FESTIVAL DELLE STELLE DEL MEDITERRANEO

Centinaia gli astrofili che hanno aderito alla prima edizione del “Festival delle stelle del Mediterraneo” unico nel suo genere in Italia ed in programma ad Anzi (Pz) dal 24 al 31 luglio. Nel caratteristico paese dell'entroterra lucano la manifestazione è stata organizzata e promossa dall'associazione di volontariato “Teerum Valgemon Aesai”, in collaborazione con l'amministrazione comunale e con il contributo della Provincia di Potenza. Questa mattina nel Palazzo della Provincia del capoluogo lucano è stato presentato il programma della manifestazione dal referente dell'associazione “Teerum Valgemon Aesai” Antonio Cafarella. Nel corso dell'incontro con i giornalisti sono intervenuti l'assessore alla cultura della Provincia di Potenza Francesco Pietrantuono, Ivan Russo autore del libro " Relatività e logica comune", il Prof. Aldo Grignetti, Fisico e Tommaso Santochirico del Parco di Gallipoli - Cognato. Diversi gli appuntamenti per conoscere ed approfondire le tematiche riguardanti l'universo. Tra gli ospiti d'eccezione anche l'astronauta Umberto Guidoni che interverrà nel corso dell'ultima serata. La settimana dedicata alla promozione, divulgazione, studio ed osservazione dell'universo prevede gli interventi di numerosi esperti del settore tra cui Giuseppe Bianco direttore Centro Geodesia Spaziale di Matera Asi, Dario Mancini Direttore Osservatorio Castelgrande, Aldo Grignetti, Fisico, Ivan Russo autore del libro "Relatività e logica comune", Vincenzo Gallo del Centro Astronomico "Neil Armstrond" di Salerno, Giuseppe Longo astrofisico professore ordinario presso l'Università Federico II di Napoli. Il 24 luglio ad Anzi alle 18,30 si aprirà ufficialmente il Festival con il convegno sul tema “L'universo, l'uomo, la ricerca e la divulgazione scientifica”. Nel corso dell'incontro interverranno oltre al direttore del Centro di Geodesia Spaziale di Matera ASI, Giuseppe Bianco, il referente dell'associazione “Teerum Valgemon Aesai” Antonio Cafarella, il sindaco di Anzi Giovanni Petruzzi, il Presidente della Provincia di Potenza Piero Lacorazza, l'astronomo ordinario INAF e direttore dell'osservatorio astrofisico di
Castelgrande Dario Mancini. A partire dalle 23.00, dopo un dinner break, inizieranno le osservazioni libere dall'osservatorio di Anzi.

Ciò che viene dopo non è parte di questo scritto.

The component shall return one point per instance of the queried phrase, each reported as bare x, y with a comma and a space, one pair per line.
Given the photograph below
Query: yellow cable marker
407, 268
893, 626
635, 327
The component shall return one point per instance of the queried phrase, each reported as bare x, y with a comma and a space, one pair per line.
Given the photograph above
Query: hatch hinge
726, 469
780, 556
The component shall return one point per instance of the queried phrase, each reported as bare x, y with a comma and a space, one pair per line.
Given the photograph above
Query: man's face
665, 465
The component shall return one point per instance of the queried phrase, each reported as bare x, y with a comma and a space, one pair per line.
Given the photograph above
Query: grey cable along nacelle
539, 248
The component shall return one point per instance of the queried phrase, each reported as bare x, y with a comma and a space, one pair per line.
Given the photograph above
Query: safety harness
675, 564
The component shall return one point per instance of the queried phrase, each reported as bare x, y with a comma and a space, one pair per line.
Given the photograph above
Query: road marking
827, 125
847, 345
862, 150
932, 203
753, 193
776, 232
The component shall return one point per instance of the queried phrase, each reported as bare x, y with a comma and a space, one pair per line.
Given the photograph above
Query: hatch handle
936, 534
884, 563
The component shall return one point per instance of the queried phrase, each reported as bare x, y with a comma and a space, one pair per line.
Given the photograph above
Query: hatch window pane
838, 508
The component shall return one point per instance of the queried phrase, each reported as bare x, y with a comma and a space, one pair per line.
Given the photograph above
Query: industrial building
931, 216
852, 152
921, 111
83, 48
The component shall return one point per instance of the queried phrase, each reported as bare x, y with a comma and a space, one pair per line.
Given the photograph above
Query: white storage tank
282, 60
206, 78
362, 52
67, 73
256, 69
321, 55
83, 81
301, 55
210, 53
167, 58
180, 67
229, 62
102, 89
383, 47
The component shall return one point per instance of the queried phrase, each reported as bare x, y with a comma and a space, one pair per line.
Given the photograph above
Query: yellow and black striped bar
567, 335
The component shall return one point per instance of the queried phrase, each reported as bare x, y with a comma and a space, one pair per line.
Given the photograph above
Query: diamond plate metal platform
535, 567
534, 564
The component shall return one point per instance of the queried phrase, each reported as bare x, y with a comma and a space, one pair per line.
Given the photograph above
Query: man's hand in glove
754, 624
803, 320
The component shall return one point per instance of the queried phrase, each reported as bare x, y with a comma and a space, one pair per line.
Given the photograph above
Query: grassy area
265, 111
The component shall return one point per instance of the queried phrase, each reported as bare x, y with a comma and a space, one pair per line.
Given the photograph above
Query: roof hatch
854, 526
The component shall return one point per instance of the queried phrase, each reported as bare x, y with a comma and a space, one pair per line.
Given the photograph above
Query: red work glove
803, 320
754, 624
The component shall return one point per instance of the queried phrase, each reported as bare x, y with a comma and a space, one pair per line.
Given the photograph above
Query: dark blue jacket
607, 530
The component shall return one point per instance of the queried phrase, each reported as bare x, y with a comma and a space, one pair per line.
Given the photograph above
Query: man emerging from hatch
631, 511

Tra gli obiettivi dell'Unione Europea, che ha finanziato la realizzazione del Planetario e Osservatorio Astronomico anzese, quello di incentivare non solo l'economia del territorio. “Nel programma- ha spiegato Cafarella - sono previste visite a Matera ed al suo centro di Geodesia Spaziale, al parco di Gallipoli Cognato ed al complesso archeologico del Monte Croccia dove sarà possibile osservare le stelle. Altra tappa prevista è a Castelgrande dove si farà visita all'Osservatorio”. L'assessore alla cultura della Provincia di Potenza ha evidenziato nel corso della conferenza stampa il significato della manifestazione “che vuole avvicinare soprattutto i giovani alla cultura in particolare dell'astronomia. L'auspicio è che l'iniziativa possa avere successo, creare turismo sul territorio e rappresentare l'inizio di un percorso verso lo sviluppo culturale ed economico”. Il “Festival delle Stelle del Mediterraneo” vuole dare un contributo per dare spazio e risalto alla ricerca nel particolare settore dell'astronomia. Alla manifestazione daranno un importante contributo il Centro di Geodesia Spaziale di Matera ASI e l'Osservatorio Astronomico di Castelgrande. Nell'ambito dell'iniziativa sarà coinvolto il complesso archeologico del monte Croccia nel Parco di Gallipoli Cognato. Intorno al Planetario ed Osservatorio Astronomico di Anzi sarà possibile coniugare conoscenza, scienza e turismo. Un connubio che l'associazione “Teerum Valgemon Aesai” crede possa svilupparsi e rappresentare un'occasione per la crescita del territorio.